Future of whole genome sequencing

Authors

  • David J Amor

    Corresponding author
    1. Royal Children's Hospital, Murdoch Childrens Research Institute, Melbourne, Victoria, Australia
    2. Department of Paediatrics, University of Melbourne, Melbourne, Victoria, Australia
    • Correspondence: Associate Professor David Amor, Murdoch Childrens Research Institute, Royal Children's Hospital, Flemington Road, Parkville, Vic. 3052, Australia. Fax: +61 3 8341 6390; email: david.amor@mcri.edu.au

    Search for more papers by this author

  • Conflict of interest: None declared.

The era of genomic medicine, anticipated since the completion of the Human Genome Project in 2003, is now upon us. Before long, genomic information will be an integral part of the medical record, and paediatricians will be able to interrogate these data for a range of purposes: to make a diagnosis in a sick child, to diagnose or exclude a rare genetic disorder, to identify and anticipate future health problems, or to increase the precision of medication prescribing. At the heart of genomic medicine is the use of genomic data, derived from the whole human genome, to better diagnose, predict and treat disease.[1] The availability of clinical-level sequencing and analysis of the whole genome is predicted to transform many aspects of paediatric medicine over the next 5 years and may ultimately become as routine as serum biochemistry.

The Technology behind Genome Sequencing

The remarkable increase in genetic testing capacity is due primarily to advances in genetic sequencing technology, from the ‘old’ Sanger sequencing to the ‘new’ next-generation sequencing (NGS, also called massively parallel sequencing). Sanger sequencing, sometimes referred to as ‘first-generation’ sequencing, was the cornerstone of DNA sequencing for more than 25 years but was always limited by low capacity and relatively high cost. Although the Human Genome Project used Sanger technology to sequence the entire human genome (at a cost of ∼$3 billion), clinical use of Sanger sequencing is usually restricted to the testing of single genes, typically at a cost of ∼$1000 per gene.

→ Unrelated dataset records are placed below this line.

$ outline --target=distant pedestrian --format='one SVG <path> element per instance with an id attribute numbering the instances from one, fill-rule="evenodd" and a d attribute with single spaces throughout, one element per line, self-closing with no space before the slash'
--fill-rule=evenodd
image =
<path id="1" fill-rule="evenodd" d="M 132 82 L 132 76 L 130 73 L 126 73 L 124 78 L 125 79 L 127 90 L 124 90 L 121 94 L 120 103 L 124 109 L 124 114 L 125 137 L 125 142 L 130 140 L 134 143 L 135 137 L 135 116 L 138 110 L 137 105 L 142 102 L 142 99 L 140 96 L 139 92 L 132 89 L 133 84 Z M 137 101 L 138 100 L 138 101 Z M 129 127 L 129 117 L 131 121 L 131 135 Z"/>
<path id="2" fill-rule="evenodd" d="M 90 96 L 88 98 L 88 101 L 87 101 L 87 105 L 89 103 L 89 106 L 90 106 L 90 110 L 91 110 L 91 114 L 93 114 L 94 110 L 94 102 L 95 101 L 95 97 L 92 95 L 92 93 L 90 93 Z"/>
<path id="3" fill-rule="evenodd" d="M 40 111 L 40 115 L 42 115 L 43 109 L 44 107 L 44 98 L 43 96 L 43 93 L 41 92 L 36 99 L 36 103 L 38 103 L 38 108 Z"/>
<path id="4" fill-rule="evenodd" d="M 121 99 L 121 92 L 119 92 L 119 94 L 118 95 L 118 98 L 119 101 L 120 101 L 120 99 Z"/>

The advance of NGS is its ability to sequence short fragments of DNA on a massive scale.[2] For NGS, DNA is first fragmented into stretches of 50–500 nucleotides, and billions of these DNA fragments are then analysed in a single reaction. The sequence of each DNA fragment is then mapped back to, and compared with, the ‘reference human genome’. To maximise the diagnostic accuracy, NGS testing aims to achieve ‘coverage’ of as much of the genome as possible and to sequence each part of the genome many times (so called ‘sequencing depth’). Depending on the setup, Sanger sequencing allows the reading of hundreds of thousands to several million bases per machine each day, whereas NGS devices can analyse up to billions of bases in the same period.

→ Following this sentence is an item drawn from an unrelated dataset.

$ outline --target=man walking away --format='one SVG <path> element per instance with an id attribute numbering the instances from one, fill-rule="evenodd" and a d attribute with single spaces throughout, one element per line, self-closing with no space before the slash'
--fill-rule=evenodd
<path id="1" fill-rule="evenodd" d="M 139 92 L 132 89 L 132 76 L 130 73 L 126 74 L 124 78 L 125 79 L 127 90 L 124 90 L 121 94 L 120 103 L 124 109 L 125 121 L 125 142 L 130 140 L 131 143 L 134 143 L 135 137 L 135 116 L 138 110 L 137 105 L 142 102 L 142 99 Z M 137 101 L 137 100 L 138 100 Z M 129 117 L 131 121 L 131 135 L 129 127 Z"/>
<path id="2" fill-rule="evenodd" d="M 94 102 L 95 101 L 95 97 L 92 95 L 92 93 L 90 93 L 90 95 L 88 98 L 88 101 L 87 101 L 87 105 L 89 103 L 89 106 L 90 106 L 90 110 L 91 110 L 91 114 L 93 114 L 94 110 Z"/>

Although NGS was originally used to study whole genomes (whole genome sequencing (WGS)), it is currently inefficient to sequence a whole genome when only a small fraction of the genome is required for analysis. This has led to the development of approaches that limit sequencing to defined regions of the genome. The most commonly used approach is to include an extra step, prior to sequencing, to enrich the DNA sample for regions of interest. Enrichment for all of the exonic regions (the part of the genome that codes for proteins, and corresponding to approximately 1–2% of the genome) is referred to as ‘exome capture’, and the resulting sequence is an ‘exome sequence’ (ES). A large proportion of human genetic disease is caused by mutations within exons, and hence, exome sequencing can be a powerful diagnostic test. Enrichment for only a subset of the exome (e.g. genes responsible for a particular disease) is referred to as a ‘targeted panel’.[3] Although targeted enrichment increases time and costs associated with sample preparation, it has the advantage of reducing the amount of sequencing required.

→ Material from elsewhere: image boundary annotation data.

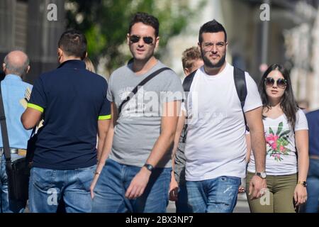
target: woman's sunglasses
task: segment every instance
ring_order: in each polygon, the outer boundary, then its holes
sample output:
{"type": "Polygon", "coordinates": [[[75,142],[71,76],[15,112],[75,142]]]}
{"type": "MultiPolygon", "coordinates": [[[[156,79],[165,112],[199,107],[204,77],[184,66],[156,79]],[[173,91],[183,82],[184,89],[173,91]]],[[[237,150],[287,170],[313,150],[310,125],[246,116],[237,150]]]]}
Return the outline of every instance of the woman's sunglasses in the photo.
{"type": "MultiPolygon", "coordinates": [[[[140,41],[140,39],[142,37],[135,35],[130,35],[130,41],[132,42],[133,43],[138,43],[138,41],[140,41]]],[[[145,43],[146,44],[150,45],[150,44],[153,43],[153,38],[152,37],[145,36],[142,38],[143,38],[144,43],[145,43]]]]}
{"type": "Polygon", "coordinates": [[[287,80],[285,79],[279,78],[277,80],[274,80],[272,77],[264,78],[264,84],[266,86],[273,87],[275,82],[279,88],[285,88],[287,85],[287,80]]]}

Once DNA sequence is generated, the data must be analysed, a process that requires high-level computational and data management skills coupled with clinical knowledge. After comparing the patient sample with the reference DNA sequence, the variants (alterations in the normal gene sequence that may or may not be associated with disease) are sorted or ‘filtered’ to determine which are of possible clinical relevance. Typically ∼20 000 variants are detected per ES and ∼3 million per WGS.[4, 5] A number of software tools are available to assist with variant filtering; nonetheless, data analysis is still the most time-consuming and expensive component of NGS. Following analysis, typically a number of candidate variants remain, and consultation with the clinical team may assist in deciding whether any of these is a plausible explanation for the patient's presentation.

Translating NGS to the Clinic

To date, the main use of NGS has been in research to identify genes for rare disorders. Since the introduction of NGS into gene discovery research in 2009, the discovery of new genes has become a commonplace. In 2013, new genes were identified at a rate of approximately three per week, and it is estimated that by 2020, genes for most of the ∼7000 single gene disorders will have been identified.[6]

In the last 2 years, NGS-based testing has started to move into the clinic. Although WGS can be used clinically, most NGS testing in diagnostic use is either ES or targeted panel-based testing. Targeted panels, which typically test for between 10 and 150 genes, are now commercially available for a range of clinical presentations including hereditary cancers, cardiac disorders, eye disorders, deafness, neuromuscular disorders, dementia and epilepsy.[3] Targeted panels are attractive because they offer high-quality coverage of genes of interest while minimising the risk of unwanted or incidental findings (see below); however, a disadvantage is that the panels need revision when new genes are identified, and multiple different panels are required to cover the spectrum of human genetic disease. In contrast, ES has the advantage of providing a single test that can then be analysed according to the clinical indication, but the disadvantage of providing inferior coverage of some important genes, along with an increased risk of unwanted findings.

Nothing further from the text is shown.